The judging is as vague as it tends to be in the final episode of a Drag Race season, and the real action kicks in when the girls must answer that inevitable question: Why should you be crowned, rather than your competitors? Many a villain in seasons past put the emphasis too strongly on the latter, not the former, and suffered for it. (See also: Minj, Ginger.) But these girls are all stars, so nobody takes the bait. Instead, their season-long narratives really come into focus as they each make their case. Roxxxy is the reformed villain, Katya is the underdog who found her confidence, Detox is the queen for the weirdos (which honestly sort of came out of nowhere for me?), and Alaska is the Drag Race superfan.

It’s all very standard stuff, and then in a surprisingly cathartic move, RuPaul wrests elimination control back from the queens and decides to send Roxxxy home before crowning a final victor. It’s so close to the end of the competition, it almost seems cruel not to let Roxxxy lip sync, but the message is clear: You don’t sit in the bottom for five weeks and make it to the end of this competition. To be honest, I don’t think anyone should feel especially bad for Roxxxy. She made it much farther than she deserved, and of the two villains who entered this season, she’s the one who walks away with a rehabbed image and a true rudemption.

So we end the season with one last Lip Sync for Your Legacy, and while ballads don’t always make for the greatest television on this show (save for Latrice’s legendary “Natural Woman”), the queens give it their all. Combined with their final confessionals, it all actually comes out to be very touching. This might not be the top three I wanted to see when the season began, but the show convinced me to root for each of them by the end.

And in the end, it’s Alaska who takes the crown. They did their best to make it seem like it was anyone’s game in the end, but tantrums or not, I’m not sure any queen deserved it more. Alaska has given incredible looks, made me laugh harder than anyone else, and has outperformed nearly every other queen on that stage. She brings everything to the table, sets the whole damn table on fire, and makes you eat the ashes.

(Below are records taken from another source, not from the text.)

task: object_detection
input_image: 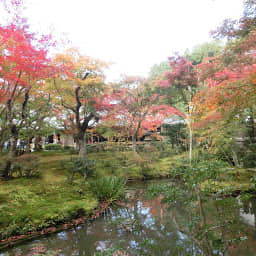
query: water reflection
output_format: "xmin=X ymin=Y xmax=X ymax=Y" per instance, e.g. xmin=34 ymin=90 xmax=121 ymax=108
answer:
xmin=1 ymin=180 xmax=256 ymax=256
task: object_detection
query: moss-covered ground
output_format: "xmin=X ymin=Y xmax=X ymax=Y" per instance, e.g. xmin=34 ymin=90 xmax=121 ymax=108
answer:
xmin=0 ymin=151 xmax=174 ymax=240
xmin=0 ymin=148 xmax=256 ymax=240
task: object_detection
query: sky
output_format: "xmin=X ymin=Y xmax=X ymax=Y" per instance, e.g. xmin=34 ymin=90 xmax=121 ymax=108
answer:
xmin=2 ymin=0 xmax=245 ymax=80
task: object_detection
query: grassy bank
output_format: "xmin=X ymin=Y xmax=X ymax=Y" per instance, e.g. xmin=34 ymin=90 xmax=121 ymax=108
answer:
xmin=0 ymin=151 xmax=256 ymax=246
xmin=0 ymin=151 xmax=174 ymax=245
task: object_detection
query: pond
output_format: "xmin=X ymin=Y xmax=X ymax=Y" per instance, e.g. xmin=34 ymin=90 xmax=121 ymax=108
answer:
xmin=0 ymin=181 xmax=256 ymax=256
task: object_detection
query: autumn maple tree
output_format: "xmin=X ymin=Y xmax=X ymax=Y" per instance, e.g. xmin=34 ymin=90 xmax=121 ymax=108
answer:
xmin=159 ymin=55 xmax=199 ymax=161
xmin=0 ymin=21 xmax=54 ymax=177
xmin=50 ymin=48 xmax=108 ymax=157
xmin=111 ymin=77 xmax=182 ymax=151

It’s not like any of these queens would have done a bad job as reigning All Stars champion — what do you think those responsibilities even look like? — but you’d be hard-pressed to find somebody who will take the role as seriously as Alaska. More than anyone else, she recognizes that RuPaul has created something special and bizarre, apart from drag as just an art form. Who better to reign over it all than the show’s biggest fan?

It’s a sad ending for Katya, though. One gets the impression that given a bigger break between seasons, she might have been able to take this whole thing. Who knows? Maybe Katya will be the Clay Aiken of Drag Race, the contestant who leads people to wonder, “Who really did win season two?” One thing’s for sure: She should definitely run for office after this. Wait, what am I talking about anymore? I don’t know. I’m so exhausted.

And so my time as your RuPaul’s Drag Race All Stars recapper has almost reached its end. (Yes, I’ll be back to talk about the reunion episode.) It’s been such a blast, and it’s been 90 percent nonsense. I hope you all realize that. See you all on the subreddits!